Ricerca: così l’Italia sta perdendo il futuro. E anche per l’Occidente non ci sono buone notizie

Un report Istat, pubblicato lo scorso novembre, avvertiva che un miliardo di investimenti in ricerca e sviluppo in più, avrebbe fatto crescere il PIL più del famigerato reddito di cittadinanza. Parole cadute, come da molti anni a questa parte, nel vuoto. Già, perché gli investimenti italiani in ricerca sono nettamente inferiori di quelli della media UE.  L’obiettivo della Commissione europea per il 2020 è di arrivare a investimenti in ricerca e sviluppi pari al 3% del PIL. Una media dalla quale siamo, al momento assai lontani. L’Italia spende infatti appena l’1,35% del suo prodotto interno lordo nella ricerca, una percentuale che ci pone assai lontani da Paesi come Svezia, Austria, Danimarca o Germania, tutti sopra al 3%. Una dinamica che costringe alcune delle nostre migliori menti a emigrare e condannare il Belpaese a un lento, ma inesorabile declino.
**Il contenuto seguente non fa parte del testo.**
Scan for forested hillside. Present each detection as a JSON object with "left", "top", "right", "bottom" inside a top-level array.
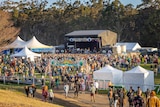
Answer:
[{"left": 0, "top": 0, "right": 160, "bottom": 47}]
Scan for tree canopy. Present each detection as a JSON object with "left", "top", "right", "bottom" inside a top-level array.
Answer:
[{"left": 0, "top": 0, "right": 160, "bottom": 47}]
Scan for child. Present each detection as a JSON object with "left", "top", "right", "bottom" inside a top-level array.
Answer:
[{"left": 49, "top": 89, "right": 54, "bottom": 102}]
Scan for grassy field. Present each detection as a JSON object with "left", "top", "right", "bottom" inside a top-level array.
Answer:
[{"left": 0, "top": 84, "right": 62, "bottom": 107}]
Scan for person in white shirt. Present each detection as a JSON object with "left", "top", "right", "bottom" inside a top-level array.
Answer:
[{"left": 94, "top": 80, "right": 99, "bottom": 94}]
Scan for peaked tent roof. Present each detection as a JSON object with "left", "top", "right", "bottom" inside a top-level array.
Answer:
[
  {"left": 125, "top": 66, "right": 149, "bottom": 73},
  {"left": 65, "top": 30, "right": 106, "bottom": 36},
  {"left": 93, "top": 65, "right": 123, "bottom": 84},
  {"left": 123, "top": 66, "right": 154, "bottom": 91},
  {"left": 115, "top": 42, "right": 141, "bottom": 51},
  {"left": 11, "top": 46, "right": 41, "bottom": 57},
  {"left": 4, "top": 36, "right": 26, "bottom": 49},
  {"left": 25, "top": 36, "right": 52, "bottom": 48},
  {"left": 95, "top": 65, "right": 122, "bottom": 72}
]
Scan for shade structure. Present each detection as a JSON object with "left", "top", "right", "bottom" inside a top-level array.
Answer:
[
  {"left": 93, "top": 65, "right": 123, "bottom": 88},
  {"left": 11, "top": 46, "right": 41, "bottom": 61},
  {"left": 25, "top": 36, "right": 53, "bottom": 49},
  {"left": 123, "top": 66, "right": 154, "bottom": 92},
  {"left": 4, "top": 36, "right": 26, "bottom": 49}
]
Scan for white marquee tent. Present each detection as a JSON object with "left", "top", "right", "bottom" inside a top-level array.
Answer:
[
  {"left": 4, "top": 36, "right": 26, "bottom": 49},
  {"left": 25, "top": 36, "right": 53, "bottom": 48},
  {"left": 115, "top": 42, "right": 141, "bottom": 52},
  {"left": 93, "top": 65, "right": 123, "bottom": 89},
  {"left": 11, "top": 47, "right": 41, "bottom": 61},
  {"left": 123, "top": 66, "right": 154, "bottom": 92}
]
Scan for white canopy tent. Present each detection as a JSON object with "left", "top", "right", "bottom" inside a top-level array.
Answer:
[
  {"left": 123, "top": 66, "right": 154, "bottom": 92},
  {"left": 11, "top": 47, "right": 41, "bottom": 61},
  {"left": 115, "top": 42, "right": 141, "bottom": 52},
  {"left": 4, "top": 36, "right": 26, "bottom": 49},
  {"left": 25, "top": 36, "right": 53, "bottom": 48},
  {"left": 93, "top": 65, "right": 123, "bottom": 89}
]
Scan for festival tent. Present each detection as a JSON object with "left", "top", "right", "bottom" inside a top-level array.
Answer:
[
  {"left": 93, "top": 65, "right": 123, "bottom": 89},
  {"left": 25, "top": 36, "right": 53, "bottom": 48},
  {"left": 115, "top": 42, "right": 141, "bottom": 52},
  {"left": 123, "top": 66, "right": 154, "bottom": 92},
  {"left": 11, "top": 46, "right": 41, "bottom": 61},
  {"left": 4, "top": 36, "right": 26, "bottom": 49}
]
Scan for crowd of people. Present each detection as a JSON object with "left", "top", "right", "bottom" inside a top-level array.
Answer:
[{"left": 0, "top": 53, "right": 160, "bottom": 107}]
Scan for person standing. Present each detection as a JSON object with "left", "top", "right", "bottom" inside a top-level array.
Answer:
[
  {"left": 49, "top": 89, "right": 54, "bottom": 102},
  {"left": 42, "top": 85, "right": 48, "bottom": 101},
  {"left": 24, "top": 86, "right": 29, "bottom": 97},
  {"left": 64, "top": 83, "right": 69, "bottom": 98},
  {"left": 136, "top": 86, "right": 142, "bottom": 96},
  {"left": 145, "top": 88, "right": 151, "bottom": 104},
  {"left": 108, "top": 88, "right": 113, "bottom": 107},
  {"left": 32, "top": 84, "right": 36, "bottom": 97},
  {"left": 113, "top": 89, "right": 119, "bottom": 107},
  {"left": 127, "top": 87, "right": 134, "bottom": 107},
  {"left": 74, "top": 84, "right": 80, "bottom": 98},
  {"left": 134, "top": 93, "right": 144, "bottom": 107},
  {"left": 94, "top": 80, "right": 99, "bottom": 94},
  {"left": 119, "top": 88, "right": 125, "bottom": 107},
  {"left": 90, "top": 84, "right": 96, "bottom": 102},
  {"left": 147, "top": 91, "right": 160, "bottom": 107}
]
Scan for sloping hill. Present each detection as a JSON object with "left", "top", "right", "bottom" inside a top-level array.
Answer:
[
  {"left": 0, "top": 90, "right": 62, "bottom": 107},
  {"left": 0, "top": 10, "right": 20, "bottom": 46}
]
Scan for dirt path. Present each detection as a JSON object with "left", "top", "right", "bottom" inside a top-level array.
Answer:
[{"left": 33, "top": 84, "right": 128, "bottom": 107}]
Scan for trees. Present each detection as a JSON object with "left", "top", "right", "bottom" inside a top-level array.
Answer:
[{"left": 0, "top": 0, "right": 160, "bottom": 46}]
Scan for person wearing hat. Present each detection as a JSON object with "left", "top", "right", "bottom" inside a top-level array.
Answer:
[{"left": 146, "top": 91, "right": 160, "bottom": 107}]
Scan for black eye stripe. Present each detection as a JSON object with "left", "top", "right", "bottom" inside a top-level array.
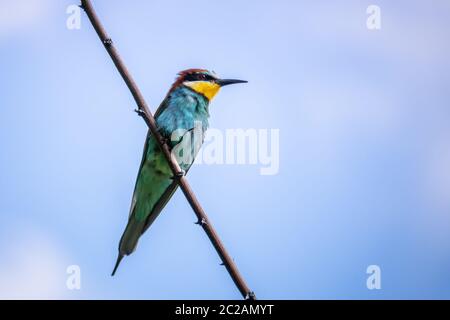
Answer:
[{"left": 184, "top": 73, "right": 215, "bottom": 81}]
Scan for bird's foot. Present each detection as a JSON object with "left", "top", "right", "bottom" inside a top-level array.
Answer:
[{"left": 171, "top": 169, "right": 186, "bottom": 180}]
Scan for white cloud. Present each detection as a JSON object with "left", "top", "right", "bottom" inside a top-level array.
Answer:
[
  {"left": 0, "top": 228, "right": 67, "bottom": 299},
  {"left": 0, "top": 0, "right": 49, "bottom": 36}
]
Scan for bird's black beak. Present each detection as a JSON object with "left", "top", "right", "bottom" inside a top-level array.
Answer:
[{"left": 217, "top": 79, "right": 248, "bottom": 87}]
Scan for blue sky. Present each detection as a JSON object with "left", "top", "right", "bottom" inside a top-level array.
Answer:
[{"left": 0, "top": 0, "right": 450, "bottom": 299}]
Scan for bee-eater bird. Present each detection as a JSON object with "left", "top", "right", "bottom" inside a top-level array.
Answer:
[{"left": 112, "top": 69, "right": 247, "bottom": 275}]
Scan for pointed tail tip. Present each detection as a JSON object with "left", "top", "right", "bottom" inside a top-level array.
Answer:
[{"left": 111, "top": 252, "right": 123, "bottom": 277}]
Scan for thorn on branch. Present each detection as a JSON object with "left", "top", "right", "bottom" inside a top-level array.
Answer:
[
  {"left": 245, "top": 291, "right": 256, "bottom": 300},
  {"left": 102, "top": 38, "right": 112, "bottom": 47},
  {"left": 195, "top": 218, "right": 206, "bottom": 226},
  {"left": 171, "top": 170, "right": 186, "bottom": 180},
  {"left": 134, "top": 109, "right": 145, "bottom": 117}
]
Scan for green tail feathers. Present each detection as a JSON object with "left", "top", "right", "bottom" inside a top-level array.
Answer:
[{"left": 111, "top": 216, "right": 145, "bottom": 276}]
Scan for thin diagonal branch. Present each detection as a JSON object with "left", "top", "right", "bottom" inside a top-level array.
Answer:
[{"left": 81, "top": 0, "right": 256, "bottom": 300}]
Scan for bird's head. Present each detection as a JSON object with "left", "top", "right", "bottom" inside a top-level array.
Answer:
[{"left": 170, "top": 69, "right": 247, "bottom": 101}]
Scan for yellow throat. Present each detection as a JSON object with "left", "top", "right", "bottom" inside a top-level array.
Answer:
[{"left": 184, "top": 81, "right": 220, "bottom": 100}]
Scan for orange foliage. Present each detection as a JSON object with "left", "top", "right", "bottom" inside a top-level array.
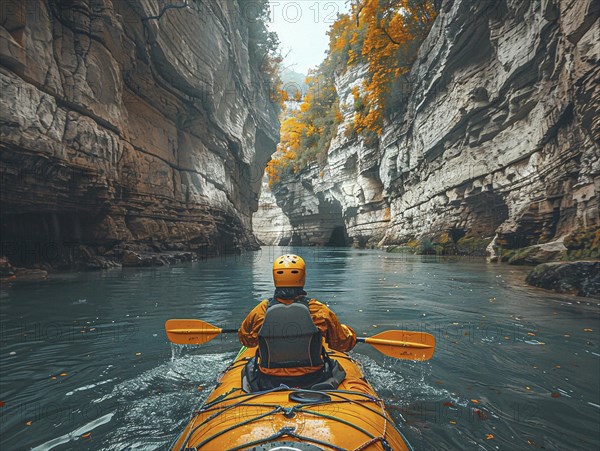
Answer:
[{"left": 354, "top": 0, "right": 436, "bottom": 135}]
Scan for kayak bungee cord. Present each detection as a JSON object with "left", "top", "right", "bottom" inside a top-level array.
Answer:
[
  {"left": 181, "top": 385, "right": 412, "bottom": 451},
  {"left": 225, "top": 428, "right": 349, "bottom": 451}
]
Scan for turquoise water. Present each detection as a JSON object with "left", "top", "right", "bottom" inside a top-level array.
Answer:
[{"left": 0, "top": 248, "right": 600, "bottom": 450}]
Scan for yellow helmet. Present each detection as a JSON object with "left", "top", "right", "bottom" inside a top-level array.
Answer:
[{"left": 273, "top": 254, "right": 306, "bottom": 288}]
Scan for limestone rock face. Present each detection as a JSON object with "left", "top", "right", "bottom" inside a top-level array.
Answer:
[
  {"left": 527, "top": 261, "right": 600, "bottom": 299},
  {"left": 260, "top": 0, "right": 600, "bottom": 248},
  {"left": 0, "top": 0, "right": 278, "bottom": 265},
  {"left": 252, "top": 184, "right": 293, "bottom": 246}
]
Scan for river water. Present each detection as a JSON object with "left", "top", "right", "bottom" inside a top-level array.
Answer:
[{"left": 0, "top": 248, "right": 600, "bottom": 450}]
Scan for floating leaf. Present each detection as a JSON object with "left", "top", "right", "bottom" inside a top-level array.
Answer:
[{"left": 473, "top": 409, "right": 489, "bottom": 421}]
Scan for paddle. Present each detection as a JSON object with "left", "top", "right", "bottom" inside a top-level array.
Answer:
[{"left": 165, "top": 319, "right": 435, "bottom": 360}]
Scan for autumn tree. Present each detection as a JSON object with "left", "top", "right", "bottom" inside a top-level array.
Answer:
[{"left": 353, "top": 0, "right": 437, "bottom": 135}]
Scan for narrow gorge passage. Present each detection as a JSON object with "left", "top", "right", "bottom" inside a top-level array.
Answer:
[{"left": 0, "top": 0, "right": 600, "bottom": 451}]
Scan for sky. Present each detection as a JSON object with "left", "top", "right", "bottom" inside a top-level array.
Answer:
[{"left": 269, "top": 0, "right": 349, "bottom": 74}]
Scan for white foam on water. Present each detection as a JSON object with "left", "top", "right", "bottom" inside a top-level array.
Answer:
[{"left": 31, "top": 412, "right": 115, "bottom": 451}]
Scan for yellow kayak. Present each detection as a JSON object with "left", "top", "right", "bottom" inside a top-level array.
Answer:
[{"left": 173, "top": 348, "right": 412, "bottom": 451}]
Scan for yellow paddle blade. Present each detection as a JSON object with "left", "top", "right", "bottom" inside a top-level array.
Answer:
[
  {"left": 364, "top": 330, "right": 435, "bottom": 360},
  {"left": 165, "top": 319, "right": 223, "bottom": 345}
]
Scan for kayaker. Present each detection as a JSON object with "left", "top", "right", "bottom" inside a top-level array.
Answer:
[{"left": 238, "top": 255, "right": 356, "bottom": 391}]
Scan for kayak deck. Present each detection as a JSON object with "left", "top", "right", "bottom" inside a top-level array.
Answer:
[{"left": 173, "top": 349, "right": 410, "bottom": 451}]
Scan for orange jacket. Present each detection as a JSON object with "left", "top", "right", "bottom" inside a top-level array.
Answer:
[{"left": 238, "top": 299, "right": 356, "bottom": 377}]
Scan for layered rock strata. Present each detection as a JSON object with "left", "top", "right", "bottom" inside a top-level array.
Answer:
[
  {"left": 0, "top": 0, "right": 278, "bottom": 265},
  {"left": 256, "top": 0, "right": 600, "bottom": 249}
]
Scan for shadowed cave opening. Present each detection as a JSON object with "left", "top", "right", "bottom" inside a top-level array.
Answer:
[{"left": 0, "top": 211, "right": 97, "bottom": 267}]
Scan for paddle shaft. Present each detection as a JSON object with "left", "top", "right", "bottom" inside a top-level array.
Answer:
[{"left": 165, "top": 319, "right": 435, "bottom": 360}]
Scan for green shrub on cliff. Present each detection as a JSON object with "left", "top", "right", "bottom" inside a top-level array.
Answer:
[{"left": 564, "top": 227, "right": 600, "bottom": 260}]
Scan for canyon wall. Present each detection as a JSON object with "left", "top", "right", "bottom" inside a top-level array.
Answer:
[
  {"left": 258, "top": 0, "right": 600, "bottom": 251},
  {"left": 0, "top": 0, "right": 279, "bottom": 266}
]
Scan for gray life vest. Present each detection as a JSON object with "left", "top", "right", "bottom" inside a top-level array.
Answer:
[{"left": 258, "top": 296, "right": 324, "bottom": 368}]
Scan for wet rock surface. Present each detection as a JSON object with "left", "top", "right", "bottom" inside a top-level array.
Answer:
[{"left": 527, "top": 261, "right": 600, "bottom": 299}]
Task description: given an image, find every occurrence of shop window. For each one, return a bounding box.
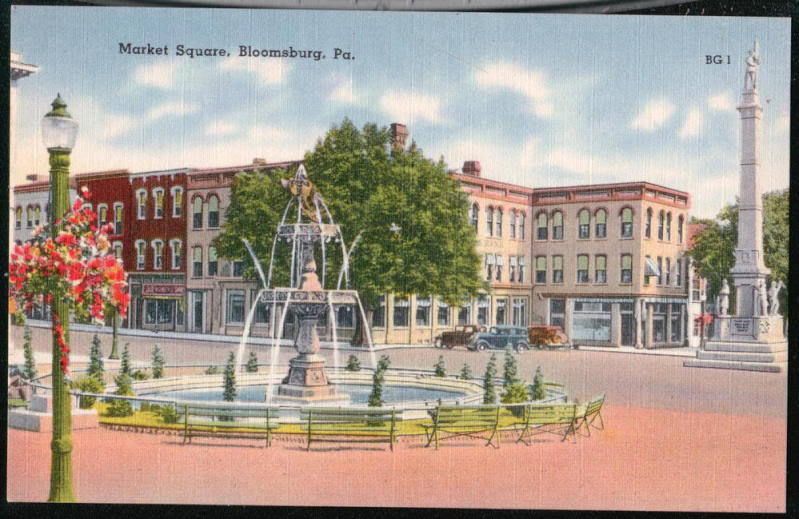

Gli scarsi investimenti in ricerca come riflesso della nostra democrazia

Ma perché, malgrado si continua puntualmente a parlare dell’urgenza di investimenti in questo settore, tutte le speranze vengono puntualmente disattese? «Avviene principalmente per la pessima qualità della democrazia italiana che è attenta solo al medio periodo e non al lungo. O meno prosicamente, che è sempre in ostaggio di risse partitocratiche e corporative che non favoriscono gli investimenti a lungo termine» afferma il Presidente dell’Associazione Luca Coscioni Marco Cappato che aggiunge «Tutti ne parlano, c’è sicuramente attenzione, ma non avendo questi investimenti ritorni sull’immediato, non sono elettoralmente convenienti». Una dinamica si cui sembra essersi accorta anche la UE che ha fissato, non a caso, l’obiettivo per il 2020 per il nostro Paesedi portare la spesa all’1,53% del PIL. Un target che non è detto che riusciremo a raggiungere e che ha un prezzo economico evidente.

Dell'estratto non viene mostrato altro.